1. How do I learn data manipulation? Is there any book/material you can recommend.

2. If you see my initial main table, active and reserve are under component.  How can I create a proc report that will show that table exactly like that- where active and reserve will be under component like this below. I tried it by adding component to the group in proc report but i did not get the expected outcome.

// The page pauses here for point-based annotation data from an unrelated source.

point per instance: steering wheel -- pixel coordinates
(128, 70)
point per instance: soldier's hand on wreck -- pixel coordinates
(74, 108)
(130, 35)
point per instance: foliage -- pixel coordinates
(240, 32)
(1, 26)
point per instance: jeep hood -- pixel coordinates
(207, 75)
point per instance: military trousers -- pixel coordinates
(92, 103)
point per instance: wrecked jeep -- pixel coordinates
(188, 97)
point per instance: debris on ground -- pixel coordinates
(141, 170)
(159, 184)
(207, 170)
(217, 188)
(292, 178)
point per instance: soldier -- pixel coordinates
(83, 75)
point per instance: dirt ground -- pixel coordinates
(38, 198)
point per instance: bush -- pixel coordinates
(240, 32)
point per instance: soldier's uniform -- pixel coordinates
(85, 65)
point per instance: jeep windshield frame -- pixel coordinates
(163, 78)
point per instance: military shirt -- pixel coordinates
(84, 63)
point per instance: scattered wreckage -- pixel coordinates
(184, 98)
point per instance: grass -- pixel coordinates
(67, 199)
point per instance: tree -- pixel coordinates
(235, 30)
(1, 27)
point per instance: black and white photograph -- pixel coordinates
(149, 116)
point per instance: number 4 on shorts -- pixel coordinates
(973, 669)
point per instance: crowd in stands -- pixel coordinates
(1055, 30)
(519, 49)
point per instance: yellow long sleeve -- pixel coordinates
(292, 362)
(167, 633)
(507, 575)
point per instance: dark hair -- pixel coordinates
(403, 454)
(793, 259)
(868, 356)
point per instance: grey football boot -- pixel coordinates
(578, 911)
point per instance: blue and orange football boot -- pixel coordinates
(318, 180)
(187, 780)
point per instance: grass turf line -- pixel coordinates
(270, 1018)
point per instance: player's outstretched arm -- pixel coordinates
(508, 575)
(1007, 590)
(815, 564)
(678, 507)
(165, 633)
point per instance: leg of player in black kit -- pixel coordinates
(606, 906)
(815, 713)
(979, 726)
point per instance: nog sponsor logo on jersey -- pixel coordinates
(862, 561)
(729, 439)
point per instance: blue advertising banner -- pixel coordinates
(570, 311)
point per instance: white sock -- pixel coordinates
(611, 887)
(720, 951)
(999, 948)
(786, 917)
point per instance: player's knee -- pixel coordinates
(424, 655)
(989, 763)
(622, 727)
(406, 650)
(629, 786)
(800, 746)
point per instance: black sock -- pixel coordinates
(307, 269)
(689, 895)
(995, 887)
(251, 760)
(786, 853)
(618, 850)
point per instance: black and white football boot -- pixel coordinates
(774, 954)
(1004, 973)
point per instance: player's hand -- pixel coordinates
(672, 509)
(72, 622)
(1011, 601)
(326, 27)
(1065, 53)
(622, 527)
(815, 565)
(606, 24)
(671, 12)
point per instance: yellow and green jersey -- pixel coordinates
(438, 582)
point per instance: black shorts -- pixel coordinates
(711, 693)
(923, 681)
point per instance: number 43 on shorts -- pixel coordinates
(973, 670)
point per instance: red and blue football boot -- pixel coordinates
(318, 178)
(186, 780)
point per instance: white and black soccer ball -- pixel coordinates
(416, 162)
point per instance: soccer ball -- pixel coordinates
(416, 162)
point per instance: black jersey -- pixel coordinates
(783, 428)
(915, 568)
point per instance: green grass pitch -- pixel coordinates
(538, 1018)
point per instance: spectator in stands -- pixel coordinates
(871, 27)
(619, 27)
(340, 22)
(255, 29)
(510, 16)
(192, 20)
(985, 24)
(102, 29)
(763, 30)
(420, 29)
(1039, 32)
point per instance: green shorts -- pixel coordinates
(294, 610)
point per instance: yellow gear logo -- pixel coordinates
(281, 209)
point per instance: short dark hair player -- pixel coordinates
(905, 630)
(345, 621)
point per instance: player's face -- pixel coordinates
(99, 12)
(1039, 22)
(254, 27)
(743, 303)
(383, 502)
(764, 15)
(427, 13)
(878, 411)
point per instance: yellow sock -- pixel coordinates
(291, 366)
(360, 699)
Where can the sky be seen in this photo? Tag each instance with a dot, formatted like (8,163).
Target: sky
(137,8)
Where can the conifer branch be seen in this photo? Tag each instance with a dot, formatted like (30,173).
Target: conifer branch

CathyVI_0-1713213505137.png

 

PaigeMiller
Diamond | Level 26

UNTESTED

 

columns seq service table ("Component ("Active" active active_pct) ("Reserve" reserve reserve_pct));

 

How can you learn data manipulation? I don't have a complete set of instructions. The main thing is that you do lots of it. No one who is new at this is going to be able to manipulate data as well as @ballardw and I (well, at least as well as @ballardw ). Here are some other things that I see are important, based upon what I see among the younger data analysts where I work. Please note: THESE ARE MY OPINIONS.

 

  • Learn to get really really good at DATA steps, PROC SUMMARY and either PROC REPORT or PROC TABULATE. These are your main calculation engines and display engines. This doesn't mean that you can't use other PROCs, but those should be secondary to the above, and use them when the above can't get you where you are going.
  • Do not use PROC SQL as a data analysis engine. The above PROCs are simply much more powerful. Just because you can do a lot of data manipulation in PROC SQL, that doesn't mean you SHOULD do a lot of data manipulation in SQL. SQL is really good at extracting from databases, and joining tables, and similar operations, that is when you should use SQL. It also can do some things easily that DATA steps can't do as easily. However, SQL is inefficient for doing lots of calculations and creating reports and will require a lot of code; and it will run more slowly. Where I am, I see the younger people write code which has SQL after SQL for dozens/hundreds of lines; the same analysis in PROC SUMMARY would run faster and take less code. Example that I saw today (inefficient):
    proc sql;
        create table one as select mean(myvariable) from dataset;
    quit;
    proc sql;
        create table two as select mean(myvariable) from dataset where product='ABC';
    quit;
    proc sql;
        create table three as select mean(myvariable) from dataset where product='DEF';
    quit;
    
    data stats;
        set one two three;
    run;
    Example: (less inefficient)
    proc sql;
        create table one as select mean(myvariable) from dataset;
    quit;
    proc sql;
        create table two as select product,mean(myvariable) from dataset group by product;
    quit;
    data stats;
        set one two;
    run;
    Example: (efficient)
    proc summary data=dataset;
        class product;
        var myvariable;
        output out=stats mean=;
    quit;
    There's actually more code needed to make the above (inefficent) and (less inefficient) code work properly, I left it out because the point I am making should be clear. You get the same numbers as a result, but the inefficient requires 12 lines and the efficient requires 5. And the efficient code will execute a lot faster than the inefficient code. And if there are additional products, such as GHI and JKL and so on, you have to keep adding to your inefficient code in a repetitive fashion. The efficient code requires nothing else to handle ABC DEF GHI and JKL properly.

    The "less inefficient" has less typing, but still not as little as the efficient code. And it will run slower than the efficient code.

    If you want to do this for two or more different GROUP BY variables, then SUMMARY blows SQL out of the water.